To test the clinical utility of the pNW platform, the researchers used it to extract sEVs from samples of ascitic fluid from HGSOC patients, and from noncancer patients. In EOC, ascites is a major abnormal body fluid that accumulates in the peritoneal cavity in almost all cases, and especially in HGSOC patients, they explained. The ascites sEVs were then further analyzed. “Ascites sEVs, purified using pNW, were subjected to the single-particle imaging measurement assay (ExoView).” The results confirmed that sEVs positive for FRα, Claudin-3, or TACSTD2, were present in high concentrations in many HGSOC patients. Concluding on their findings, the team wrote, “… our pNW-ExoView platform revealed the specific elevated presence of FRα/Claudin-3/TACSTD2 on sEVs harvested from HGSOC patient ascites that can be useful HGSOC biomarkers.”

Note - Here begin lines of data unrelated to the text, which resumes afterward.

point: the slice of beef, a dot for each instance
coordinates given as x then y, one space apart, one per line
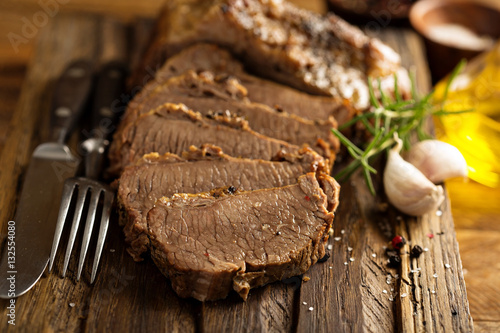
210 57
207 94
173 128
211 244
199 170
321 55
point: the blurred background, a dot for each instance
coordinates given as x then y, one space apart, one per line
462 31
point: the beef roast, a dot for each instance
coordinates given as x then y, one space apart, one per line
210 57
199 170
174 128
211 243
207 94
318 54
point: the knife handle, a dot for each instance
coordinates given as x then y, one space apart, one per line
70 95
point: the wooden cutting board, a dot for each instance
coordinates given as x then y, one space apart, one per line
352 291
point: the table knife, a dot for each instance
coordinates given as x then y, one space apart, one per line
29 239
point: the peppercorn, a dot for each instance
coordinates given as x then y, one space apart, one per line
416 251
394 261
398 242
325 257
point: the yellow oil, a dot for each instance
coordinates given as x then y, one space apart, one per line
475 134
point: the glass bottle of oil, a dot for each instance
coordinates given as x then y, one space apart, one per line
476 134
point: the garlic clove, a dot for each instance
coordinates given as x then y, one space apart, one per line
437 160
407 188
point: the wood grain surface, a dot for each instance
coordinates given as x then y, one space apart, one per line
474 208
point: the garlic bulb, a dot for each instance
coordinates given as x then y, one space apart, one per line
407 188
437 160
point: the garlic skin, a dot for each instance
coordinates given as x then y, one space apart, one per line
437 160
407 188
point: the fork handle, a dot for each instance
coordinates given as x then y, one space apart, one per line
107 105
105 112
70 95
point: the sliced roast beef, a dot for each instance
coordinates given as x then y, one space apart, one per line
207 94
322 55
211 243
174 128
199 170
210 57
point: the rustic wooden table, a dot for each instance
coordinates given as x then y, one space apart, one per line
475 208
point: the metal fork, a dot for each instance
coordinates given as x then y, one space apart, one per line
109 85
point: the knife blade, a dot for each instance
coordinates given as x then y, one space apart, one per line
29 238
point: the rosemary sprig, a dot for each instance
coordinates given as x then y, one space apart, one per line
387 116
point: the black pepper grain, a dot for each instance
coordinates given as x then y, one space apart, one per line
394 261
325 257
416 251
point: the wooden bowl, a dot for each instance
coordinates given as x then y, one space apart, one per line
453 30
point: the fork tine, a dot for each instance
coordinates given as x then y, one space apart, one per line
103 229
69 187
82 193
89 225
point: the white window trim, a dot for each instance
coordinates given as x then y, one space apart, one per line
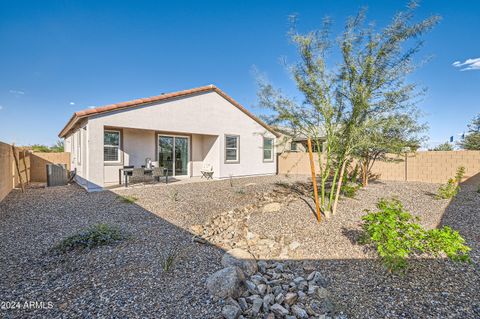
237 159
79 147
272 149
119 146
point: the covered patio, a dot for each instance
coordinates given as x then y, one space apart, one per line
182 155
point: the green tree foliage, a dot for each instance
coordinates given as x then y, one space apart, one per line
396 236
345 102
387 135
57 148
472 139
452 187
443 147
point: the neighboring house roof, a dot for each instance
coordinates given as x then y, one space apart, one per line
163 97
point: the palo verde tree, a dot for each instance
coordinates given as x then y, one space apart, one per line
319 115
443 147
381 102
341 101
393 134
472 139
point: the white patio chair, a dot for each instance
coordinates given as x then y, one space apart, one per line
207 171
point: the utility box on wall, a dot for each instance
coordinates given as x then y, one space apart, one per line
56 174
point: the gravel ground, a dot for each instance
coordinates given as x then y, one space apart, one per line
127 280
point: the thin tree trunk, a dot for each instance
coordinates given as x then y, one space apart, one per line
339 186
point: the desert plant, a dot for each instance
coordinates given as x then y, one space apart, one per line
94 236
128 199
350 189
396 236
174 195
448 190
471 141
451 188
459 175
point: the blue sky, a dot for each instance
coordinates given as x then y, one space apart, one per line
58 57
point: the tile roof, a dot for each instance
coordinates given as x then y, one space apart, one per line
163 97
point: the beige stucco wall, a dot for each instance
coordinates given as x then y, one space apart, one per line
205 117
431 167
39 161
6 170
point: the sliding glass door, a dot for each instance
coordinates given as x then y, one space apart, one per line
173 153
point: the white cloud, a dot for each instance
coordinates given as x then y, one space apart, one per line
17 92
469 64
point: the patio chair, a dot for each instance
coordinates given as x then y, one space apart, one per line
157 172
138 174
207 171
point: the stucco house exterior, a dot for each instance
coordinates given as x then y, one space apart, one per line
184 130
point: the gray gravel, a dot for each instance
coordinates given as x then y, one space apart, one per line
127 280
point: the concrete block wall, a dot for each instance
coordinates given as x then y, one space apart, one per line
429 167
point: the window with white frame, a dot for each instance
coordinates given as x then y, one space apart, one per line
232 148
111 146
79 147
267 149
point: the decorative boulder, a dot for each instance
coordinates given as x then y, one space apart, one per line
241 259
227 282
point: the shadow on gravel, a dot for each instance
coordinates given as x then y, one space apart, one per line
129 279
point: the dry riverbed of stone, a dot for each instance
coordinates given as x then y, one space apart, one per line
298 267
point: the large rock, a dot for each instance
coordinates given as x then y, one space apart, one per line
299 312
279 310
241 259
227 282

Yokoi added, “Our findings showed that each of the three identified proteins is useful as a biomarker for HGSCs. The results of this research suggest that these diagnostic biomarkers can be used as predictive markers for specific therapies. Our results allow doctors to optimize their therapeutic strategy for ovarian cancer, therefore, they may be useful for realizing personalized medicine.”
In their report, the authors concluded: “The pNW platform is well-suited for clinical application and may contribute to making EV-based diagnostics straightforward. There is broad potential for pNW-based applications for isolating further specific EVs in circulating body fluids.”